I’ve learned I feel completely comfortable looking homeless. People say just wash your hair, put on some makeup, and put on a really cute outfit. Makes you feel better every time. I say wrong. I would argue I am pretty damn happy in elastic waist pants, unwashed hair, no makeup, fuzzy socks with sandals and a baseball hat. If you need proof, I have now successfully been rocking my homeless vibe for six weeks. Pretty sure homeless is my new spring style.
I’ve learned I just want to be done with a lot of things. I’m tired of being angry or frustrated or upset. I’m tired of bitching about things. Be part of the solution or shut my mouth. If it’s not helping, then it’s not necessary. If I don’t like where I’m at, then change it. If I don’t like who I’m with, then change it. I’m over frustration and drama and chaos. I’m done.

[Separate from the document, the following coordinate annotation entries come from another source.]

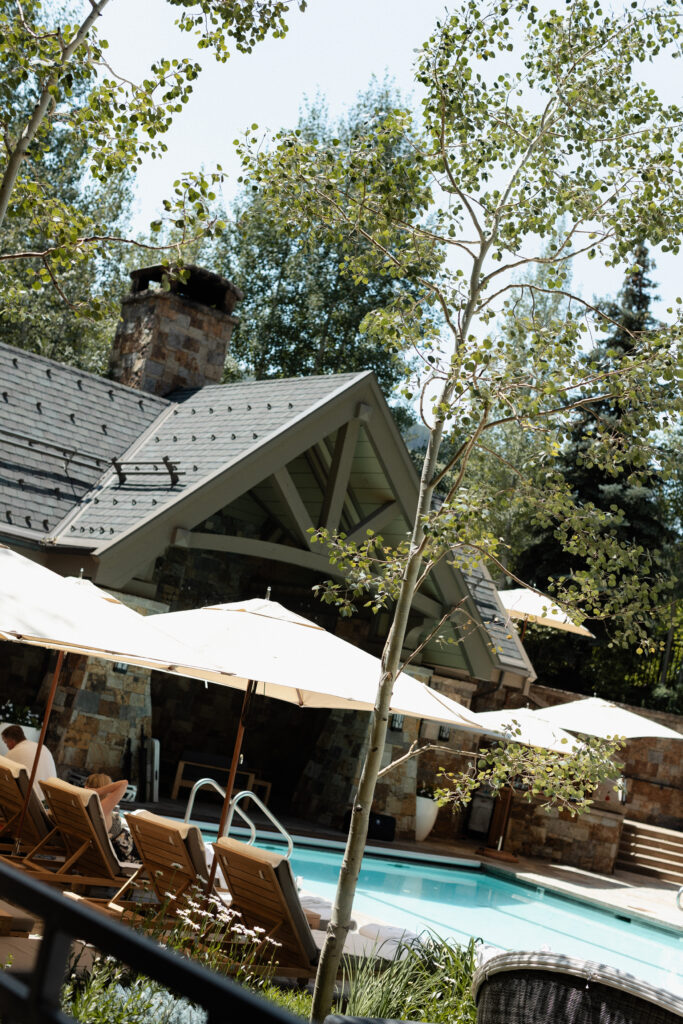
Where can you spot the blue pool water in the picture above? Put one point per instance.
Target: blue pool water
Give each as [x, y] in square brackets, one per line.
[457, 903]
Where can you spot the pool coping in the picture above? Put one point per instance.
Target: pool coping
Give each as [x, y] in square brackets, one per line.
[520, 872]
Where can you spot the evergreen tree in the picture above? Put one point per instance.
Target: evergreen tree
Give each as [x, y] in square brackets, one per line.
[630, 487]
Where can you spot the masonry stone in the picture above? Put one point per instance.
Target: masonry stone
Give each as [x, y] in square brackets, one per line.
[169, 339]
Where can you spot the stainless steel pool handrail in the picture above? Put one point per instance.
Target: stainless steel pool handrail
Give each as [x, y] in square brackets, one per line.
[247, 794]
[204, 783]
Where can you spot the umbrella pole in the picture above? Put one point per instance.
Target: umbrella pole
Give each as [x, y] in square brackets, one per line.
[41, 741]
[237, 751]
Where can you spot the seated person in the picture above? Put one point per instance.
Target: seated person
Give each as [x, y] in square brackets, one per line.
[110, 794]
[24, 752]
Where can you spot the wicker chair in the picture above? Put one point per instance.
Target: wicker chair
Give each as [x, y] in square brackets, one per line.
[544, 987]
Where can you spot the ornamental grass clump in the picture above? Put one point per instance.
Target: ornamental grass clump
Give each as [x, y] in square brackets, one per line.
[202, 928]
[429, 980]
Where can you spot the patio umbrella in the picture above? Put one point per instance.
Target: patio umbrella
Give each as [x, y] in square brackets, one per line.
[41, 608]
[595, 717]
[531, 607]
[278, 653]
[522, 725]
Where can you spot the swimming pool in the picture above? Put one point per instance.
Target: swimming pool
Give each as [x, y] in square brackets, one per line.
[457, 903]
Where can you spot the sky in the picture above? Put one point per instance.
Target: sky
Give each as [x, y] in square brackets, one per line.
[333, 49]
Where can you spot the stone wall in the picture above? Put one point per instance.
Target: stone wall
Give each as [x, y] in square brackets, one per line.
[589, 842]
[328, 784]
[98, 709]
[653, 767]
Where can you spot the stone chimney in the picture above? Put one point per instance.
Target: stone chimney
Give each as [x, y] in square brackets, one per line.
[175, 338]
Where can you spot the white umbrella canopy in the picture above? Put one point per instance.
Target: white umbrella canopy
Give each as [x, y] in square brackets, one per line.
[532, 607]
[595, 717]
[521, 725]
[42, 608]
[276, 653]
[294, 659]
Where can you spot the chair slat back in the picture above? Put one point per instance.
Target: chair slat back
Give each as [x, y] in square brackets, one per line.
[78, 815]
[264, 892]
[13, 787]
[172, 853]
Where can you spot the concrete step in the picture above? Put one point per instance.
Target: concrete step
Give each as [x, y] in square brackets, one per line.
[654, 872]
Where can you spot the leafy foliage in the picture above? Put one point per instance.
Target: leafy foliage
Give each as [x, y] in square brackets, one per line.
[301, 312]
[528, 120]
[57, 89]
[558, 779]
[430, 981]
[631, 492]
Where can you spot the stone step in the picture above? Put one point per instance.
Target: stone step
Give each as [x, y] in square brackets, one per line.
[665, 836]
[651, 858]
[651, 850]
[654, 872]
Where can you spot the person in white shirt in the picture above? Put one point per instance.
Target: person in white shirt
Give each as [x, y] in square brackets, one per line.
[24, 751]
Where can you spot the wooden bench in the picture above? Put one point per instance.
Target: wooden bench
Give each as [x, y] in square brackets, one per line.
[244, 779]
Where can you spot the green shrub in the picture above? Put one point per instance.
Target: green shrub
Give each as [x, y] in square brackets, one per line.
[430, 982]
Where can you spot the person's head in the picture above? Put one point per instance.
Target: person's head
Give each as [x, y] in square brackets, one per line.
[12, 735]
[97, 780]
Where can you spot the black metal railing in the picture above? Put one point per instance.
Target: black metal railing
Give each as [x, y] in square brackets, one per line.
[34, 996]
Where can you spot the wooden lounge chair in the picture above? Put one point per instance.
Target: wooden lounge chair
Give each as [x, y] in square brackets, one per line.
[90, 858]
[173, 855]
[38, 832]
[264, 892]
[537, 987]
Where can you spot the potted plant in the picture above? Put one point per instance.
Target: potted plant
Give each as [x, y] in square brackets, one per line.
[11, 714]
[426, 809]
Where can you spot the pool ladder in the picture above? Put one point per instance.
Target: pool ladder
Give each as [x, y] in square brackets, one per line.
[210, 783]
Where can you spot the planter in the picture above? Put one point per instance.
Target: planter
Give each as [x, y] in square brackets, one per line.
[29, 731]
[426, 810]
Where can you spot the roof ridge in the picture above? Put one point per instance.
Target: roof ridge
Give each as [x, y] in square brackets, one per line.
[351, 375]
[77, 372]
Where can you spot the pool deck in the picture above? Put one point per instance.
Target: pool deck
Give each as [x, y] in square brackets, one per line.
[631, 895]
[624, 892]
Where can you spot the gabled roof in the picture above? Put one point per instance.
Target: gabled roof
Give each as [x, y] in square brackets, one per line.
[202, 434]
[59, 429]
[91, 466]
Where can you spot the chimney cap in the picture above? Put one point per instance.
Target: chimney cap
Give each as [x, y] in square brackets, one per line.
[202, 286]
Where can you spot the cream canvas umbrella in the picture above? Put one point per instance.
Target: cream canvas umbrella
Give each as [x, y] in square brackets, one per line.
[595, 717]
[292, 658]
[522, 725]
[278, 653]
[531, 607]
[41, 608]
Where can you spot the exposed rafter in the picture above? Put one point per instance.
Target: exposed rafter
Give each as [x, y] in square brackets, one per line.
[290, 496]
[340, 471]
[376, 520]
[276, 553]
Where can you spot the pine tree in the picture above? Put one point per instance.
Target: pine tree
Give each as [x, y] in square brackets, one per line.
[634, 486]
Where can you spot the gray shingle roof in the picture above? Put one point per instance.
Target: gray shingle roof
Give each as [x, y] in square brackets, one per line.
[507, 645]
[59, 429]
[204, 432]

I’ve learned the right decisions can often be the hardest ones to make. Sometimes your head has everything figured out but your gut just doesn’t agree. I’m pretty confident doors were shut this year, but I’m also more confident I will climb out a damn window if the next one doesn’t open soon enough.
I’ve learned I like digging in the dirt. I like planting flowers and I like digging up worms. Maybe it’s nostalgia from my worm farming days or my childhood when I used to buy those little candy coffins with the candy bones in them and then give worms I found dried on the sidewalk a proper burial, but I appreciate those little fellows and I appreciate everything has it’s place in this world. I’m excited for blooms and vegetables and just a little more green around me. Dirt under my fingernails, my bare feet in the grass, and a pretty plant may be just the therapy I need.
I’ve learned I have to make fun a priority. I have to get out of my damn adult head filled with “have to” and “need to” and do all the “want to” things. I need belly laughs and dancing and super long hikes. I need fire pits and hip hop music and sandy beaches. I need dancing in the rain and karaoke bars and silly jokes. I need fun.
I’ve learned I need to make more phone calls and be a better listener and take a lot more deep breaths. I’ve learned I need to listen to more Garth Brooks and I make really good Sangria and I can justify that Sangria is healthy if I add enough fruit. I’ve learned I really like my kids. I’ve learned I will probably never really like Monopoly. I’ve learned you never realize how much you want to live until your own health is in danger. I’ve learned hugs and smiles and human contact cannot be replaced by anything else. I’ve learned parts of my heart may always be damaged and parts of my psyche can get pretty dark. I’ve learned it’s not just the hormones making me crazy. I’m crazy all on my own.
Most importantly I learned I am broken. Cracked. Warped. Fragmented. A giant functioning hot mess. Nothing like what I expected or planned. Nothing like what I thought I was supposed to be. And I’m done trying to fix that. I don’t care anymore. That’s what I learned. Broken doesn’t always need fixed. The cracks let the light in. The warped spaces give way for new ideas and new ways of thinking. The fragments were baggage and weight that were holding me in place and I learned I don’t want to stand still. I want a little messy and a little wild. I like unpredictable. To hell with supposed to be. I want to laugh at inappropriate jokes and dance to the beat of the music in my head. I want to be loud and passionate and strong-willed. I want big ideas and crazy risks. I want lofty goals and really big freaking dreams. I want to wake up with a kick some ass and get things done kind of vibe. I like this broken me better than I ever liked the whole. I’m broken and I am so okay with it.
You crazy lady!!! I’m so proud to be your co-worker and friend. Cheers to the journey… embracing the good with the bad and moving it forward.